Earlier, the civic body had decided to outsource the collection of tax on advertisement through billboards and hoardings within the city limits on government and municipal land.
Accordingly, a tender for the purpose had been called with the offset price fixed at Rs 1.20 crore for the bidders for 2011-12. The CMC’s annual earnings from licence fee from hoardings are between Rs 75 lakh and Rs 80 lakh. However, by outsourcing the collection of tax on advertisement through billboards and hoardings, the civic body hoped to increase its annual earnings by more than Rs 40 lakh by fixing the offset price for the bidding at Rs 1.20 crore.
Mushrooming of illegal hoardings and unauthorised billboards had been cause of concern for the civic body.
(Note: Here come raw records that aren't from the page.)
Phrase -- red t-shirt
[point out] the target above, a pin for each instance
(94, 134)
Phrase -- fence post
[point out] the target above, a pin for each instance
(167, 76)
With apparently no clear information on either the number of hoardings in the city or the number put up without sanction, the civic body was failing to collect the licence fee for a substantially large number of hoardings.
“Keeping it in view, we decided to remove all billboards and hoardings within the city limits and start afresh by way of auction,” municipal commissioner R.N. Nanda told The Telegraph today.
“All licences issued earlier for billboards and hoardings expired on March 31,” the municipal commissioner said.
The civic body had declared the area in front of Ravenshaw University, Bajrakabati, Chandi Chhak and areas adjacent to judicial establishments as “hoarding free zones”.
The CMC plans to regulate the using of any private land, buildings and rooftops by ensuring proper agreements with the concerned owner. “Size of the hoardings, the distance from electric cables, location and the distance from a tree will be taken into account to ensure that the hoardings do not violate civic norms and are not placed at vantage points,” a senior CMC official said.
There had been complaints that billboards and hoardings at vantage points were blocking visibility in the roads and causing accidents, he said.